Barry Grant < http://thegrantlab.org/bimm143/ >
2021-10-11 (21:45:53 on Mon, Oct 11)
The ability to make clear and compelling data visualizations is a vital skill for scientists. The difference between good and bad figures can be the difference between a highly influential or an obscure paper, a grant or contract won or lost, a job interview gone well or poorly. In short, If you want to be successful in any technical field you will need to master these skills!
The goals for this hands-on session are for you to:
One of the biggest attractions of the R programming language is the ability to have complete programmatic control over the plotting of complex graphs and figures. R offers a ridiculously large set of tools and packages for data visualization. The core R language already provides a rich set of plotting functions and plot types. These plotting functions require users to specify how to plot each element on the canvas step by step. These “base R plots” offer complete control over virtually every pixel. However, they can be fiddly and time consuming to get just the way you want. By contrast, the ggplot2 package allows the specification of all plots through set of common plotting layers that minimally includes:
Data visualization with ggplot always involves these steps. Once you have mastered this sequence of steps we will layer on additional customizations and you will see that beautiful and sophisticated plots come within your reach very quickly. Let’s get cracking!
Side note:
If you have not already, please watch this weeks intro videos, which cover why we want to visualize data graphically, what makes an effective figure, and an introduction to ggplot. You may also wish to (re) visit our previous introduction to R and RStudio as well as our video on major R data structures, data types, and using functions.
Q. For which phases is data visualization important in our scientific workflows?
Q. True or False? The ggplot2 package comes already installed with R?
Data visualization is important for all phases of our scientific workflows from exploratory data analysis (EDA), quality control and the detection of outliers, through formal analysis and the communication of results.
The ggplot2 package does not come pre-installed with R. Before you use it for the first time you will need to install it with the install.packages("ggplot2)
command in your R console panel of RStudio.
We see in next week’s class (and throughout the rest of the course) that lot’s of useful functionality comes in the form of add-on R packages.
You can think of “base R” like your smartphone’s OS when you first take it out of the box and “R packages” like apps that you can optionally install to allow you to do more cool things.

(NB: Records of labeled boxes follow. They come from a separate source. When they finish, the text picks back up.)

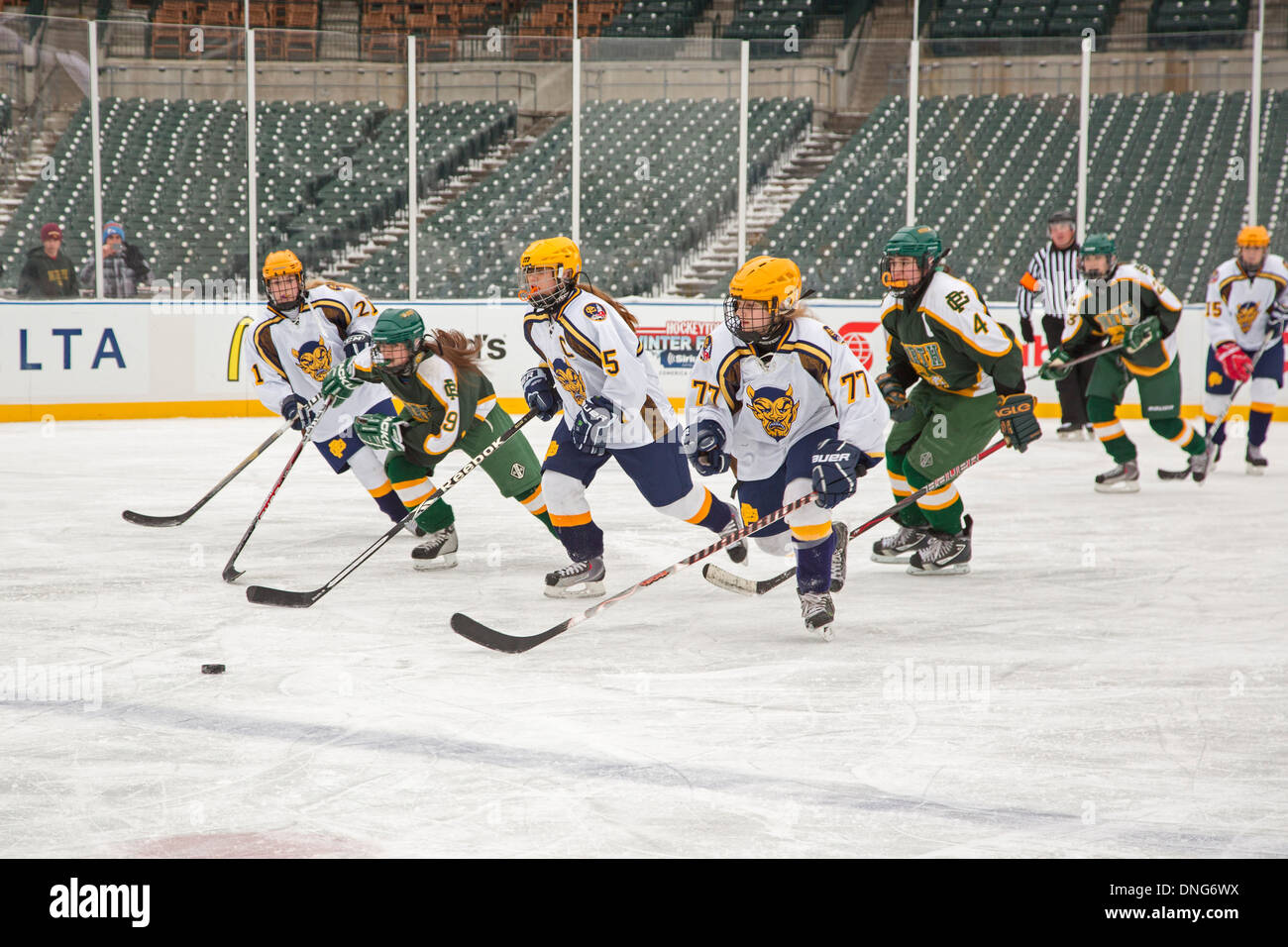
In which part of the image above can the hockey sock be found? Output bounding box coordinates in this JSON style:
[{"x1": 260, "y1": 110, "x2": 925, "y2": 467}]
[
  {"x1": 1087, "y1": 395, "x2": 1136, "y2": 464},
  {"x1": 1248, "y1": 402, "x2": 1275, "y2": 447},
  {"x1": 907, "y1": 469, "x2": 966, "y2": 536},
  {"x1": 886, "y1": 454, "x2": 928, "y2": 528},
  {"x1": 550, "y1": 513, "x2": 604, "y2": 562},
  {"x1": 1149, "y1": 417, "x2": 1207, "y2": 455},
  {"x1": 796, "y1": 533, "x2": 836, "y2": 591}
]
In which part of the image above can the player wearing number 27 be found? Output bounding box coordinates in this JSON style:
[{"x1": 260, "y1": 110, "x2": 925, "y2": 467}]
[
  {"x1": 686, "y1": 257, "x2": 890, "y2": 640},
  {"x1": 872, "y1": 226, "x2": 1042, "y2": 575},
  {"x1": 242, "y1": 250, "x2": 406, "y2": 523}
]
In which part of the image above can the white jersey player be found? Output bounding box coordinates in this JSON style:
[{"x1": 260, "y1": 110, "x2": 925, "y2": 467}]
[
  {"x1": 519, "y1": 237, "x2": 746, "y2": 598},
  {"x1": 242, "y1": 250, "x2": 407, "y2": 523},
  {"x1": 1203, "y1": 227, "x2": 1288, "y2": 474},
  {"x1": 687, "y1": 257, "x2": 890, "y2": 639}
]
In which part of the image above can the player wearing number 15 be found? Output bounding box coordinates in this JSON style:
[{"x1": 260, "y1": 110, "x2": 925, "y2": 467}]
[
  {"x1": 241, "y1": 250, "x2": 404, "y2": 523},
  {"x1": 872, "y1": 226, "x2": 1042, "y2": 575},
  {"x1": 322, "y1": 309, "x2": 554, "y2": 570}
]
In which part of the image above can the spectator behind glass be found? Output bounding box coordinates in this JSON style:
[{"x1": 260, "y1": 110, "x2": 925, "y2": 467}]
[
  {"x1": 80, "y1": 220, "x2": 152, "y2": 299},
  {"x1": 18, "y1": 223, "x2": 80, "y2": 299}
]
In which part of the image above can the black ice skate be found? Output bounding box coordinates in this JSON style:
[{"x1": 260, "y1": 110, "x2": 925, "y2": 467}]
[
  {"x1": 872, "y1": 526, "x2": 928, "y2": 566},
  {"x1": 1243, "y1": 445, "x2": 1267, "y2": 476},
  {"x1": 545, "y1": 556, "x2": 604, "y2": 598},
  {"x1": 796, "y1": 591, "x2": 836, "y2": 642},
  {"x1": 828, "y1": 523, "x2": 850, "y2": 591},
  {"x1": 1096, "y1": 460, "x2": 1143, "y2": 493},
  {"x1": 909, "y1": 515, "x2": 975, "y2": 576},
  {"x1": 411, "y1": 526, "x2": 459, "y2": 570}
]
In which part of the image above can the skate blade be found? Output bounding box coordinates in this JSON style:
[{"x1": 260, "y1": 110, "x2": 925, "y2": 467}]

We will begin by getting organized. This entails you opening up RStudio and creating a new RStudio Project, then creating a new R script for storing your work and notes for this session.
Side-note: If you are alrady fimilar with RMarkdown format documents feel free to use one of these rather than an RScript. If you have not yet heard of these, don’t worry we will be building towards these in our next class.
File > New Project > New Directory > New Project
make sure you are working in the directory (a.k.a. folder!) where you want to keep all your work for this class organized. For example, for me this is a directory on my Desktop with the class name (see animated figure below). We will create our project as a subdirectory called class05
in this location.Side-note: The key step here is to name your project after this class session (i.e. “class05”) and make sure it is a sub-directory of where ever you are organizing all your work for this course.
Finally, open a new R script: File > New File > R Script
and save as class05.R
. This is nothing more than a text file where we can write and save our R code. The big advantage is that we will have a record of our work and thus be able to reproduce and automate our analysis later. We will also turn this into a fancy HTML and PDF report for sharing with others (more on this later…)
There are many plot types available that can help you understand different features and relationships in your data.
During the exploratory data analysis phase we typically want to detect the most obvious patterns by looking at each variable in isolation or by detecting relationships of variables against others. The used plot type is also determined by the data type of the input variables like continuous numeric or discrete categorical.